Books

Below are some book recommendations for anyone looking to learn.  I have read many investing books and cannot remember most.  Few stick out and those are listed here.  At the time of reading I learned something from them all, though many weren't much more than a reinforcement of some prior held belief.  Over time they grew together into an idealogy.

I will skip the Graham and Buffett recommendations because you're heard them before.  

Before moving into my books I suggest you check out Jae Jun's recommended reading over at oldschoolvalue.  He's great and of course his list is great.  I have read some, but not all.  

I'll group the books as they fit in my head:

General Value Investing:
To give you an idea of strategies out there and how things work.  Start here if you're new.
  • Joe Ponzio: F Wall Street
    • This will always be my first love of books and I recommend this to people who ask me how to invest or what stocks are.  The first book I read that laid out an equation with buy and sell points.  He relies on a DCF valuation which I don't do anymore but the book does a great job of just showing you that you can do it.  
  • Joel Greenblatt: The Little Book that Beats the Market
    • Great quick read showing how a simple formula can beat the averages.  Excellent book for beginners.  Block out the noise.  Focus on the numbers.  Just a simple price ratio and some patience will do you well.  
  • Joel Greenblatt: You can be a Stock Market Genius
    • This famous book is also excellent.  A must read.  Greenblatt pounds into you the idea of looking for inflection points.  Change creates opportunity.  Search for disruption and non-linearities.  

Charting:
Many in the value investing world shun charting.  Humans have this need to pick a side, form teams, and boo the opposition.  Technical analysis is the study of crowd behavior, it's human emotion and decision making, it's the belief in history repeating itself.  Give charting it's due respect and you might learn something beneficial.  There are super intense charting books out there with all sorts of crazy formations and too much for me to remember.  I stick to support, resistance, and trends.  
  • Ted Warren: How to Make the Stock Market Make Money for You
    • One of the only books I've read more than once.  It just fits so well.  I love the explanations, style, and long term view.  If you read this you will see Ted in my posts.  He uses very long 10-20-30 year charts to make decisions.  Everything is based on his belief there are manipulators behind the stocks and he is riding their wave.  When to buy and when to sell.  
  • Richard Evans: Finding Winners Among Depressed and Low-Price Stocks
    • Great book that shows you charting applied to low priced stocks.  Many of my decisions are mirrored here.  Simple charting: support, resistance, trends, accumulation, distribution.  There's not much talk on buying and selling with more focus more chart explanations.  
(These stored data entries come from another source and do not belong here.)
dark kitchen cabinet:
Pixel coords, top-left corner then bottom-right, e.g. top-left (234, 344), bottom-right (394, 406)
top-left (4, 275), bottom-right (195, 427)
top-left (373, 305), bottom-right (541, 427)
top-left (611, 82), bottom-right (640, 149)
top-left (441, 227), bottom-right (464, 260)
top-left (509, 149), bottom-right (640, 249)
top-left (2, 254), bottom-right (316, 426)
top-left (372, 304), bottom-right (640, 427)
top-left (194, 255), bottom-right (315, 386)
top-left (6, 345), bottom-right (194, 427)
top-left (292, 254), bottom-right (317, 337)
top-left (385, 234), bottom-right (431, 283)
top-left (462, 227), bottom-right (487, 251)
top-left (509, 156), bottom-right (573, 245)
What style should you adopt:
These books back up the style I have: go small and illiquid and hated and forgotten.  Fish in the right pond.  
  • Tweedy Browne: What has Worked in Investing
    • You can get this free as a pdf online.  It's a summary of many studies showing what returns come from different investment styles.  My takeaway is you should go as small and illiquid as you can.  Buying stocks that are cheap versus the numbers works.  Price/Book, Price/Earnings, Price/Revenue.  This was one of those things that pushed me further into the style I have now: don't spend too much time on decisions if the numbers show it's cheap.  Don't make things more complicated than they have to be.  
  • Richard Evans: Finding Winners Among Depressed and Low-Price Stocks
    • The first couple chapters go through reasons for investing in the depressed and low-priced area.  Past losers consistently outperform past winners.  Lower absolute priced stocks perform better than higher.  This book reinforces my buying of the ugly, out of favor stocks left in the gutter to die.